I decided to run DNSmasq on my server to eliminate the need of the hosts file, it's working perfectly except for the fact programs can't find uPNP any more including my PS3. I don't want to run my server as a router as I have all my personal files on there etc. I just wanted a naming service, so my router is still my firewall and has uPNP enabled.

Am not sure how uPNP is discovered on the network, but am guessing it's part of the DHCP request since I've moved the DHCP service from the router to my server. Any ideas how to get uPNP running again?

Cheers

----------

## UberLord

You actually need a uPnP daemon running. It has nothing to do with DHCP.

I use miniupnpd on my NetBSD server. It's available for Linux as well.
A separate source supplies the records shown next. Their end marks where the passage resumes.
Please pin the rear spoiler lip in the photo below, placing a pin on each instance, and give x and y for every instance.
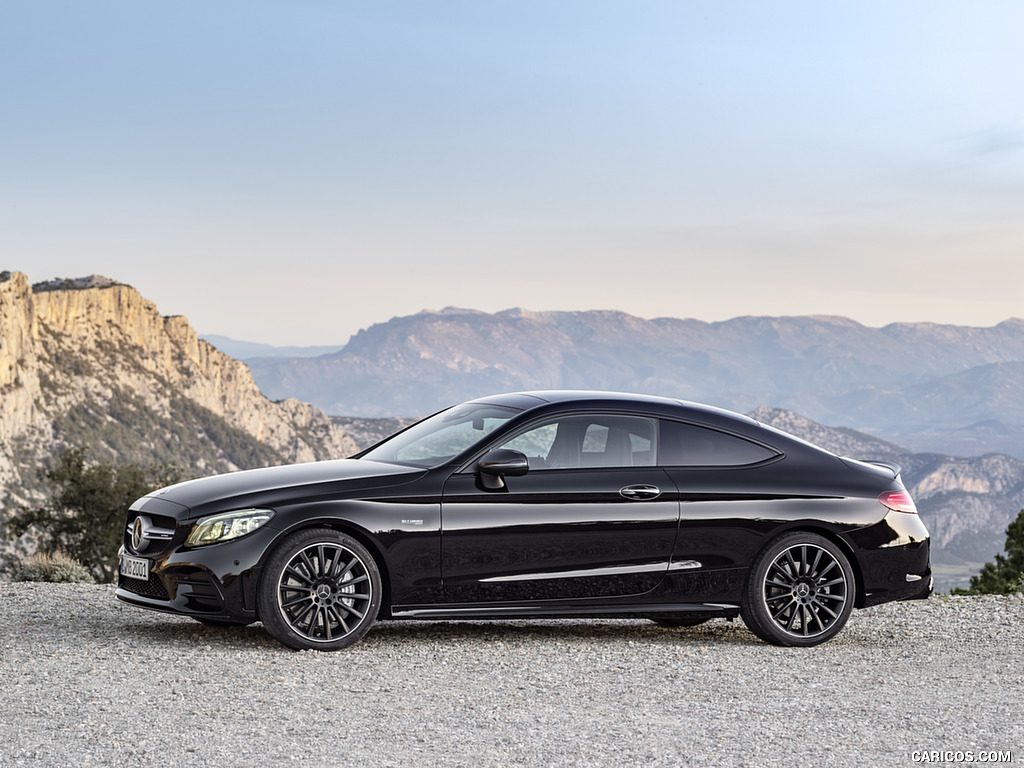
(896, 468)
(891, 466)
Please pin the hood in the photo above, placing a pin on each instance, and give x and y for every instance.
(272, 485)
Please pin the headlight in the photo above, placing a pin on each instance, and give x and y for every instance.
(228, 525)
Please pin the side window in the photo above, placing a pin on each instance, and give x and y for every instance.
(689, 445)
(588, 440)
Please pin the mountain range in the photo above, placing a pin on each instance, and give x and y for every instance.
(926, 384)
(91, 363)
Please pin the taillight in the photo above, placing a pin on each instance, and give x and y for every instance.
(898, 501)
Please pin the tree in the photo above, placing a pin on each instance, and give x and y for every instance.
(85, 514)
(1006, 576)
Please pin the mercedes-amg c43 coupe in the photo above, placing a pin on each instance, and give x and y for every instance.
(538, 505)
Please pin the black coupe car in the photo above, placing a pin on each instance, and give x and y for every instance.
(538, 505)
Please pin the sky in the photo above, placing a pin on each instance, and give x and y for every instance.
(290, 172)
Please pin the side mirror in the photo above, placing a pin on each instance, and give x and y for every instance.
(495, 465)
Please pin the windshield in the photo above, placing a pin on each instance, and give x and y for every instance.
(442, 436)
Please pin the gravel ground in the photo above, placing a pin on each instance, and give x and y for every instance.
(85, 680)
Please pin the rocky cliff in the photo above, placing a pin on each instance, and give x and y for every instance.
(92, 363)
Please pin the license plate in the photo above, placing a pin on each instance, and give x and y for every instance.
(135, 567)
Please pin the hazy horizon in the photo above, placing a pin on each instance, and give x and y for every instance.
(293, 172)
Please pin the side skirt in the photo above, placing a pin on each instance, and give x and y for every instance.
(565, 610)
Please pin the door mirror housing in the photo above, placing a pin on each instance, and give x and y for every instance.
(496, 465)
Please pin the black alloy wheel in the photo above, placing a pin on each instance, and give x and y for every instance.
(800, 592)
(321, 590)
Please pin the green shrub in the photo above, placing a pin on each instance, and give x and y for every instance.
(55, 568)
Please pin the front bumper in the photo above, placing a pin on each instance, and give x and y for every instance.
(218, 581)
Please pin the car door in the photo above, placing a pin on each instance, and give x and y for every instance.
(594, 516)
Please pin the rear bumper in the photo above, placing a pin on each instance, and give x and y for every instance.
(894, 560)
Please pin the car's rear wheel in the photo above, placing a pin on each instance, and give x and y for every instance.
(321, 590)
(676, 623)
(800, 591)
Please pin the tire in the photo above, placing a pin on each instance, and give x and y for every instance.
(220, 622)
(321, 590)
(800, 591)
(677, 623)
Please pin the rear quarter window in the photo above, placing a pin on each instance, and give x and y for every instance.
(690, 445)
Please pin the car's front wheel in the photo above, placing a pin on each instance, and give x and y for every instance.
(800, 592)
(321, 590)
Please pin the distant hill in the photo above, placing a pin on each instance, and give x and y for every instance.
(903, 379)
(966, 503)
(240, 350)
(90, 363)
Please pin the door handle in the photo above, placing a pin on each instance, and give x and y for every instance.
(636, 493)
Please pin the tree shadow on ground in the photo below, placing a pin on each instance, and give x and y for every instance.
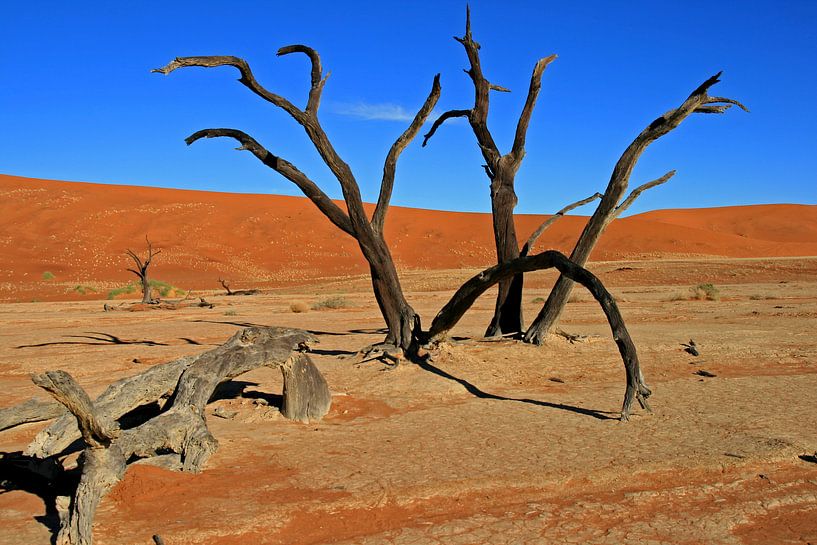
(44, 478)
(94, 338)
(475, 391)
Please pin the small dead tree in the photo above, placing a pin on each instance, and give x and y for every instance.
(141, 270)
(401, 320)
(501, 170)
(611, 205)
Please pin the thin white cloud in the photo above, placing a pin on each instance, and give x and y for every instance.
(374, 112)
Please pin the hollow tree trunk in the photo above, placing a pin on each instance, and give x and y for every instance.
(401, 320)
(507, 319)
(145, 290)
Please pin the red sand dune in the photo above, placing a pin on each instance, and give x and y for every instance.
(79, 233)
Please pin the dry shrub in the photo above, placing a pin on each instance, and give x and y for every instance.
(701, 292)
(333, 303)
(298, 307)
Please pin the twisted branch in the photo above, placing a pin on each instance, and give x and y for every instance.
(286, 169)
(390, 165)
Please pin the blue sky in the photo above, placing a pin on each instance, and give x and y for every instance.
(78, 101)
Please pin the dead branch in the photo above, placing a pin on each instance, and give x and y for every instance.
(390, 166)
(625, 204)
(468, 293)
(181, 429)
(551, 220)
(617, 186)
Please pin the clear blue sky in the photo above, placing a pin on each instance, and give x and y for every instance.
(78, 101)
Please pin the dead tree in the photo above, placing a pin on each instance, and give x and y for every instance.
(468, 293)
(501, 170)
(178, 437)
(611, 205)
(141, 270)
(401, 319)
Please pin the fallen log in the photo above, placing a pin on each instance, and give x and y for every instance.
(180, 431)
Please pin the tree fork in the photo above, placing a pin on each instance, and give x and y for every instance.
(468, 293)
(697, 102)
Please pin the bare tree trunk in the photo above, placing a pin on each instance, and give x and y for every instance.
(141, 270)
(400, 318)
(609, 208)
(501, 170)
(462, 300)
(507, 319)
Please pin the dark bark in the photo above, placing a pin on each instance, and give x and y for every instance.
(462, 300)
(698, 102)
(501, 170)
(181, 429)
(141, 270)
(400, 318)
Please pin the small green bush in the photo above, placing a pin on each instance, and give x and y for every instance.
(82, 290)
(332, 303)
(706, 292)
(298, 307)
(116, 292)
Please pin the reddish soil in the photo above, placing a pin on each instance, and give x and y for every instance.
(493, 442)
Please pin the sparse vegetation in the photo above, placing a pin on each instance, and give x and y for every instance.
(335, 302)
(298, 307)
(82, 290)
(163, 288)
(701, 292)
(706, 292)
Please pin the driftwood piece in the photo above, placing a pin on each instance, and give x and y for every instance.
(33, 410)
(462, 300)
(182, 429)
(306, 394)
(118, 399)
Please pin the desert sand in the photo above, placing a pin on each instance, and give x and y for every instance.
(493, 441)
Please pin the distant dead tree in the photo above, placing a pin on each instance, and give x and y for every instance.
(502, 169)
(226, 285)
(141, 269)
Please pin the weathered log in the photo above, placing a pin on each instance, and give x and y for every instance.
(462, 300)
(182, 428)
(118, 399)
(306, 394)
(33, 410)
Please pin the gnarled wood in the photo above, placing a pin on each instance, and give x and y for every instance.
(501, 170)
(181, 428)
(306, 394)
(400, 318)
(33, 410)
(462, 300)
(141, 270)
(698, 102)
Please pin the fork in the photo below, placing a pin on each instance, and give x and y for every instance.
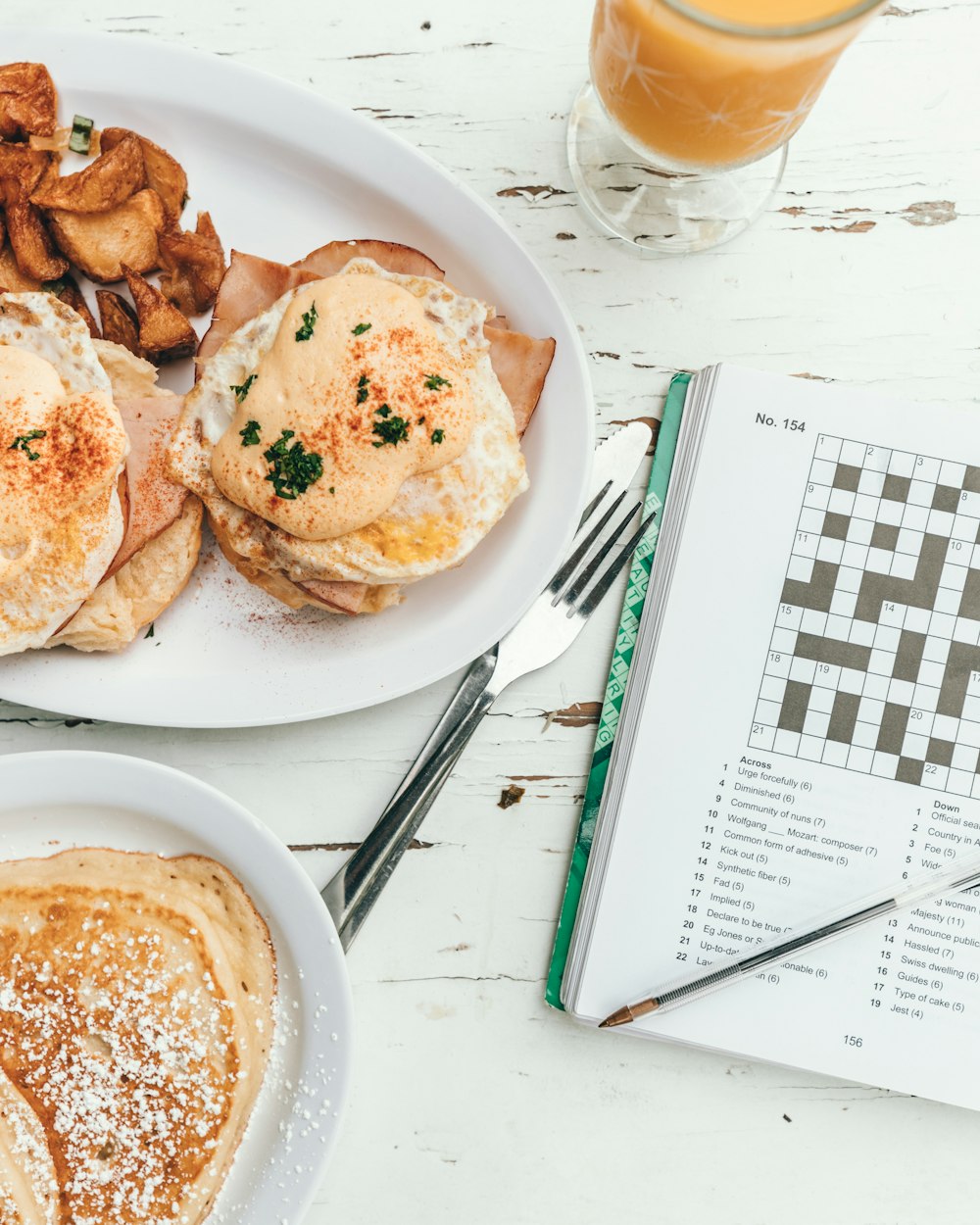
(545, 631)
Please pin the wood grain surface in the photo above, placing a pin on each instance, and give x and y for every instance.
(471, 1101)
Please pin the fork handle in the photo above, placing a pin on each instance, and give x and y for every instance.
(352, 893)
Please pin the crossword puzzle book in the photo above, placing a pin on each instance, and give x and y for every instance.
(800, 729)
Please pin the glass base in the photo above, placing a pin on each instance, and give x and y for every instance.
(660, 210)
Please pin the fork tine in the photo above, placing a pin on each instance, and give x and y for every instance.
(568, 568)
(582, 579)
(596, 596)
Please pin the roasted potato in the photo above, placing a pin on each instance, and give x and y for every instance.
(118, 321)
(195, 266)
(73, 297)
(106, 184)
(165, 332)
(32, 244)
(13, 280)
(101, 243)
(28, 102)
(165, 174)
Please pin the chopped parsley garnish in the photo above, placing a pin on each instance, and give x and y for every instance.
(241, 390)
(81, 135)
(293, 469)
(250, 434)
(309, 322)
(23, 442)
(392, 430)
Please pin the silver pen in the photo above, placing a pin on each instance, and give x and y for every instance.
(836, 924)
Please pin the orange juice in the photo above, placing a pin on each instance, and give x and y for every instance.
(691, 91)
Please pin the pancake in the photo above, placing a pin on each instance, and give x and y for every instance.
(136, 1019)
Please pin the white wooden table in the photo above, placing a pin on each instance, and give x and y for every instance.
(471, 1101)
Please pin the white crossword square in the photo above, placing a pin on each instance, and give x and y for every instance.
(916, 620)
(800, 569)
(828, 447)
(952, 473)
(822, 701)
(964, 758)
(841, 501)
(811, 519)
(871, 481)
(860, 759)
(876, 685)
(762, 738)
(945, 726)
(852, 680)
(920, 494)
(861, 632)
(880, 560)
(829, 549)
(853, 557)
(915, 517)
(885, 764)
(902, 464)
(901, 692)
(940, 523)
(903, 566)
(947, 601)
(865, 735)
(865, 508)
(886, 637)
(858, 530)
(812, 621)
(914, 746)
(826, 679)
(853, 452)
(870, 710)
(803, 670)
(836, 754)
(814, 724)
(959, 782)
(890, 511)
(773, 689)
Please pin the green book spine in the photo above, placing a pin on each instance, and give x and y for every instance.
(622, 653)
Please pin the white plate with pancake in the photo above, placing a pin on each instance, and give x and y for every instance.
(282, 172)
(53, 802)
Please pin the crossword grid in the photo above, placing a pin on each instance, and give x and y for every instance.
(873, 662)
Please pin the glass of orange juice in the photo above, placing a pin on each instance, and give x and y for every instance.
(679, 140)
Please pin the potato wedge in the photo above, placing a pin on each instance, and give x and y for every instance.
(13, 280)
(101, 243)
(32, 244)
(165, 332)
(165, 174)
(106, 184)
(73, 297)
(195, 266)
(118, 321)
(28, 101)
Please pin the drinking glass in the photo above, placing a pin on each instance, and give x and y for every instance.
(679, 140)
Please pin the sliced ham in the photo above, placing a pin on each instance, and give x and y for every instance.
(155, 501)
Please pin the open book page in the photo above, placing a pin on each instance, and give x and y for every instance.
(811, 735)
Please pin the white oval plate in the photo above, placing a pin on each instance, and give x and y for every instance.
(282, 172)
(52, 802)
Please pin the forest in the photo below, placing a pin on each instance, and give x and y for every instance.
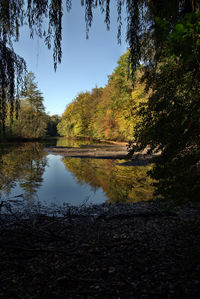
(117, 249)
(30, 121)
(109, 113)
(161, 111)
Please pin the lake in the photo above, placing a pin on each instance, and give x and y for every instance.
(30, 173)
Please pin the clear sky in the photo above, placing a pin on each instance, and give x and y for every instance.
(85, 63)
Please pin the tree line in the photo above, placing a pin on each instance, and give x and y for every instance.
(30, 120)
(109, 113)
(164, 35)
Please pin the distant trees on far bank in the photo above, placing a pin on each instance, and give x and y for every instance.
(106, 113)
(31, 121)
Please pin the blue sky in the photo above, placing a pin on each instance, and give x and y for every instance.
(85, 63)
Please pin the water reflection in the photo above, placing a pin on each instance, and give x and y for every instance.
(26, 169)
(22, 166)
(120, 183)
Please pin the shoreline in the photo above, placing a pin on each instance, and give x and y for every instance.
(106, 251)
(113, 151)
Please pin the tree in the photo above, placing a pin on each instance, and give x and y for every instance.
(32, 120)
(158, 32)
(31, 94)
(144, 40)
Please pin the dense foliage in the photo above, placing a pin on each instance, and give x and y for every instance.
(164, 35)
(171, 118)
(106, 113)
(31, 121)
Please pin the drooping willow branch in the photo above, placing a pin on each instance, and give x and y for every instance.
(141, 35)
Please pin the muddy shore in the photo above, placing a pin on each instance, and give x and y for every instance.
(110, 151)
(106, 251)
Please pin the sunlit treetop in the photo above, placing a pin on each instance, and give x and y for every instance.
(148, 23)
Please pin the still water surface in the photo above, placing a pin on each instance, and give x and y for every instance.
(27, 171)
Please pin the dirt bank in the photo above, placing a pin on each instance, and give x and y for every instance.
(106, 251)
(111, 151)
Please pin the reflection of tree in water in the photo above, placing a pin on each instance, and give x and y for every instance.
(24, 164)
(121, 184)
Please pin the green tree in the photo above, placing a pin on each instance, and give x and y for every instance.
(52, 122)
(31, 94)
(32, 120)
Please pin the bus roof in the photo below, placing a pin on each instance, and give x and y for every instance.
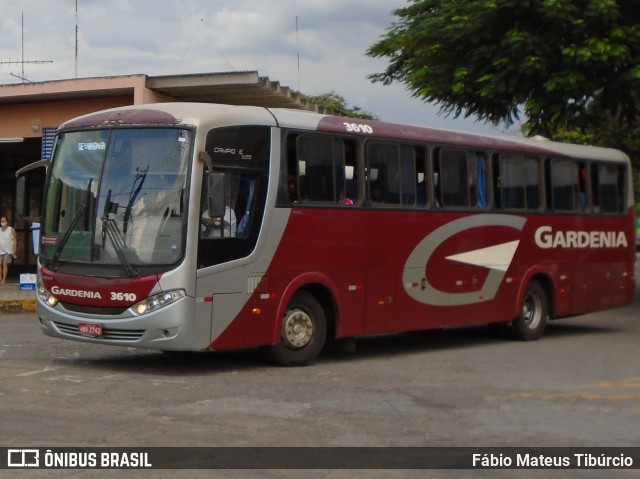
(209, 115)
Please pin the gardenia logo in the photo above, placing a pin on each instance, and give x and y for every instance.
(547, 238)
(77, 293)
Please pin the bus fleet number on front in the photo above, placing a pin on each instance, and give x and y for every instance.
(358, 128)
(123, 296)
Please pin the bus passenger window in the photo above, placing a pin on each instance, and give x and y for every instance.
(608, 188)
(383, 167)
(458, 178)
(565, 186)
(321, 169)
(519, 182)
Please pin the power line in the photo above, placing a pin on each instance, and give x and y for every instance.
(22, 62)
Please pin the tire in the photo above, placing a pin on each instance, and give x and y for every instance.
(534, 314)
(303, 332)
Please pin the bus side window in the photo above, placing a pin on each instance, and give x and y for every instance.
(383, 172)
(322, 169)
(565, 185)
(458, 178)
(519, 182)
(607, 188)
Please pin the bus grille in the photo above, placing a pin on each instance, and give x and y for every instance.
(111, 334)
(78, 308)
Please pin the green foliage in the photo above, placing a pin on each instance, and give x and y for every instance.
(335, 104)
(570, 67)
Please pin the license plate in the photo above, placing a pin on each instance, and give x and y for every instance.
(90, 329)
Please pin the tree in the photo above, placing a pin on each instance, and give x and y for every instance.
(571, 67)
(335, 104)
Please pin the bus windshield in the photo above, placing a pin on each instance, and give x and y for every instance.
(116, 199)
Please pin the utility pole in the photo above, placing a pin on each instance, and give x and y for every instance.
(22, 62)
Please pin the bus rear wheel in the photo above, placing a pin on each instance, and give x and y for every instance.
(303, 332)
(534, 314)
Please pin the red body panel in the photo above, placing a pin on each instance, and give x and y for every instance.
(359, 256)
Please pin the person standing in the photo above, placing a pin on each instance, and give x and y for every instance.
(7, 247)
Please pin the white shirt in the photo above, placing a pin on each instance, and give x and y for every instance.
(6, 240)
(229, 225)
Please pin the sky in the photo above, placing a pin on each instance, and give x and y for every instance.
(311, 46)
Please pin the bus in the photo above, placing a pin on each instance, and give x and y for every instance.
(188, 227)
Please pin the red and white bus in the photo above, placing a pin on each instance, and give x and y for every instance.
(210, 227)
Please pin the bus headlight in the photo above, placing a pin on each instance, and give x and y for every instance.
(46, 296)
(153, 303)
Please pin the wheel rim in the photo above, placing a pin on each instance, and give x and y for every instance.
(297, 329)
(532, 311)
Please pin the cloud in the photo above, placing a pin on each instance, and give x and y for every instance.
(326, 52)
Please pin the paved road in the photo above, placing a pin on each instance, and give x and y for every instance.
(578, 386)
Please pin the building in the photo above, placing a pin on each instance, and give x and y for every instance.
(30, 112)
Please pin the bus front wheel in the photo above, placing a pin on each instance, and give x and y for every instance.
(534, 314)
(303, 332)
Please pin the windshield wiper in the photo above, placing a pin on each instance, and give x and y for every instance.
(110, 229)
(55, 259)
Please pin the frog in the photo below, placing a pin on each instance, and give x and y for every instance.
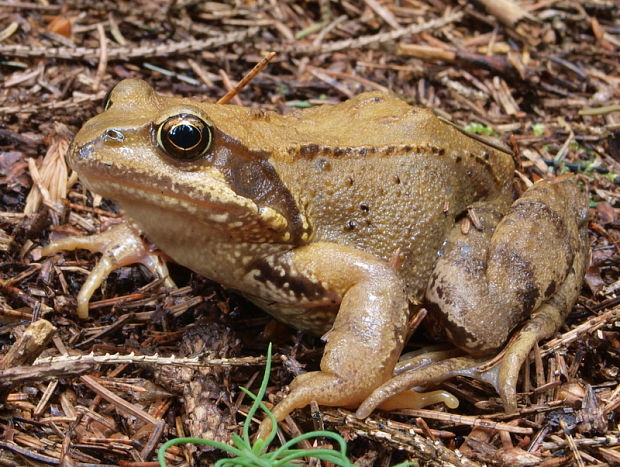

Alternatively you can use linux-igd

http://en.gentoo-wiki.com/wiki/UPnP

----------

## ferrarif5

Hi,

Just checked out the wiki, I noticed in the documentation it wants an external interface.. but since my server isn't a router it doesn't have a second network card... does that mean I just enter eth0 for both internal and external?

Thanks

----------

## UberLord

No. Upnp is only for routers.

----------

## ferrarif5

Any reason why uPNP doesn't work on my router after switching DHCP/DNS service to my server? When the router was the DHCP server uPNP worked, hence why I was wondering if it had anything to do with shifting DHCP service.

----------

## UberLord

If the router has no explicit on/off support for upnp and it is switched off when you turn off dhcp/dns then it is buggy. I would get support from the manufacturer.

----------